Ah man. Only if i wasnt 3 hours away. Will deffo come to one ocne i dont have my 1.2


----------



## Brigham1806 (Apr 1, 2011)

Any update on this weekend? Times we need to arrive etc?


----------



## CleanDetail (Mar 7, 2009)

Everything will be send to you by tomorrow. Been a little busy this end as i've not had 5 mins. 
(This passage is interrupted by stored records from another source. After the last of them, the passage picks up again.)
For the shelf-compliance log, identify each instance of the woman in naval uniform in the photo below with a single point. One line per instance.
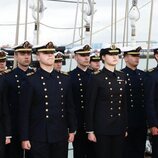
(106, 119)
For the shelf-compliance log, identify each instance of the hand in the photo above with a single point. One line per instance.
(7, 141)
(71, 137)
(92, 137)
(154, 131)
(26, 145)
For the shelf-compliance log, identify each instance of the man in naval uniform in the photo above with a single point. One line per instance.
(3, 66)
(5, 125)
(94, 62)
(151, 101)
(80, 77)
(137, 128)
(14, 80)
(58, 61)
(47, 114)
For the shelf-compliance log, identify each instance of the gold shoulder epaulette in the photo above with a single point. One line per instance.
(31, 73)
(65, 73)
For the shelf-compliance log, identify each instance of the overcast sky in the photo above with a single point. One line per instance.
(61, 15)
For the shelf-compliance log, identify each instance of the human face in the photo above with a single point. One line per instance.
(46, 58)
(23, 58)
(110, 60)
(58, 65)
(95, 65)
(2, 65)
(132, 60)
(82, 60)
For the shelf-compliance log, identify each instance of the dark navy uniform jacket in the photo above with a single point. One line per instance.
(13, 81)
(135, 97)
(46, 108)
(106, 111)
(79, 80)
(5, 125)
(151, 97)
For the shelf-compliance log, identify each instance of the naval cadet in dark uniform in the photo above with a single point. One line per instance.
(106, 116)
(47, 115)
(94, 65)
(5, 124)
(58, 61)
(13, 80)
(137, 126)
(3, 62)
(80, 77)
(151, 102)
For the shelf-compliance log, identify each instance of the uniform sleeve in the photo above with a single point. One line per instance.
(90, 108)
(25, 101)
(71, 115)
(6, 112)
(150, 89)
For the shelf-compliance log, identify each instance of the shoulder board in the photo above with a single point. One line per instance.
(150, 70)
(7, 71)
(120, 71)
(31, 73)
(65, 73)
(97, 72)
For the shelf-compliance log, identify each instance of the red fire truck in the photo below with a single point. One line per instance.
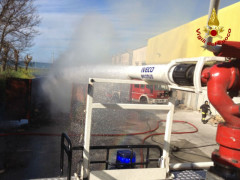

Can confirm all still on (no snow here) its a 10am kick off.

ATB
Nick


----------



## Brigham1806 (Apr 1, 2011)

Cheers Nick, thanks for the response it's appreciated. See you Sunday.


----------



## spike810 (Nov 28, 2011)

is it fully booked?


----------



## CleanDetail (Mar 7, 2009)

We have 1 space left that the deposits not been paid.

ATB
Nick


----------



## CleanDetail (Mar 7, 2009)

To all the guys coming on the course! 

Good afternoon everyone,

Well the time is near so here are a few more details as to what is going to happen on the day, what times we start and finish and anything else you would need.

Date: 27/01/13
Start time: 10am
Finish: 4.30 – 5pm

All refreshments, including food, tea, coffee and soft drinks are all included in the price. You will also get something to take away as well as new skills and product knowledge. All products and equipment will also be provided under our instruction. A note pad & pen will also be provided to take notes where you feel relevant.

What’s going to be covered on the day:
Product knowledge 
Correct washing techniques 
Correct washing equipment 
Clay baring 
Masking 
Polish’s inc abrasive & Fillers 
DA & Rotary machine polishing. – focusing on DA 
Sealants 
Wax’s 
Dressings & Plastic treatments 
Window treatments


Everything covered is designed to help the average enthusiast look after their vehicle, but also giving them the knowledge to those the best products to work best with your vehicle. Some features like Machine polishing will allow you in the future to have the confidence to remove minor swirls, scratch’s and minor paint blemishes.

We also have a Prize for whom we feel has learnt the most on the day, this will be a quick quiz and the price, provided by Wax-Tec will be given to the person who answers the most correct answers and we feel has learnt the most & progressed on the day.

Myself & Russ look forward to meeting you all on the day. Doors will be open from 9.30am so your welcome to pop in and get a brew before we start.

See you all soon!
All The Best,
Nick Marsh & Russ Aston


----------



## tom-225 (Aug 30, 2009)

I must try and get up to see you guys at some point. like the idea of the prizes for the most improved person  puts a nice little twist on it all.


----------